The island nation in the Mediterranean also benefits from its weather, in addition to being more affordable, Quinn continued.
“They do very good rates for long-term good quality programs, and you’ve got the sun,” he said.
“Unfortunately in the UK, we don’t see the same number of adult students coming through. There seems to be a reticence to come over to the UK. I think Brexit has had an impact… but thankfully our young learner winter business has come back with a bang.”
The importance widening the Youth Mobility Scheme to include EU countries is important as previously schools could source staff from the EU, English UK maintained. Many are now concerned that they will not have sufficient staff in 2023, especially for summer programs, stakeholders have warned.
Asked how providers can rebuild the pipeline of staff and teachers and where they are going to come from, Sam Bufton, sales and marketing director at Bell English, replied simply, “Well, exactly. Excellent point”.
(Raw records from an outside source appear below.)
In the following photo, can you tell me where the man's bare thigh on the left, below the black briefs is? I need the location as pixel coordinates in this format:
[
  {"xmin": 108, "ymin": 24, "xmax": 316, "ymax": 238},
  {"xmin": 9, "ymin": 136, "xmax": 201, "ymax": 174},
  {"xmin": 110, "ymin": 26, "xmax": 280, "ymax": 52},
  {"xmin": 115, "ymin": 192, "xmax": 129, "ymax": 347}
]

While the provider has “been lucky” retain key staff for its young learning program, recruiting “specifically for young learner courses, activity leaders, people to help with airport coordinators” is really hard, he told The PIE
“[They] previously came from Europe. That is one of those Brexit dividends we’re all enjoying. The fact that we can’t hire hardworking, dedicated people like we used to.”
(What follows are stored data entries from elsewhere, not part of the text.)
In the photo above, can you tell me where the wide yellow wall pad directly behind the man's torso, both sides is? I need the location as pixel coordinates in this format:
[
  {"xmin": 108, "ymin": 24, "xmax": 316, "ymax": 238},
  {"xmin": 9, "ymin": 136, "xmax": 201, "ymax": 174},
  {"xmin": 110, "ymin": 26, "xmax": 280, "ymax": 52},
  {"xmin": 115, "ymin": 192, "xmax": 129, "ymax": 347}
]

International House is one provider looking to make headway with a IH portal, launching in April, to offer lifelong learning opportunities for ELT teachers to support educators.
In the UK, CES has been able to fill most of its schools and keep teachers and administration teams employed.
“Honestly, I expect a strong 2024 for the UK”
“We see us getting much stronger in 2023,” Quinn added. “And honestly, I expect a strong 2024 for the UK. I think things will change. UK is going to knock itself back on the market. I was in Italy last week, huge interest in the UK, summer, end of the year, a lot more enquiries than this time last year. So very confident for the UK.”
The fact that European students can no longer supplement their ELT programs with paid work experience, however not only “makes life just that little bit more difficult”, but is “another impediment to students coming to the UK”, he acknowledged.
“One of the issues is that traditionally an Italian or a Spanish or a French or a German student could come to the UK, do a language program, work in Pret a manger, or get a job in Costa, extend their stay. And that’s all gone,” he said.
“They look at Ireland [where] they’re allowed to work,” Quinn said, where the adult school is “more or less” full. Ireland is facing its own difficulties, in its accommodation crisis.
Stakeholders are also concerned about shortages in accommodation in the UK, particularly among host families, limiting the recovery of the sector.
However, recent figures from English UK showed that a 44% rise in student weeks in Q4 2022 compared to the same time in the previous year. UK stakeholders are optimistic for the year ahead.
For many of the recommendations English UK is making to government, there is “no objection [from authorities] but it needs to be dealt with”, Gray concluded.
“[But] the home secretary Suella Braverman is focused elsewhere,” she adding, pointing to the ‘small boats’ that prime minister Rishi Sunak is prioritising. English UK is beginning to refocus its lobbying efforts on the Labour Party, which polls suggest is likely to win the next general election that has to take place by December 2024.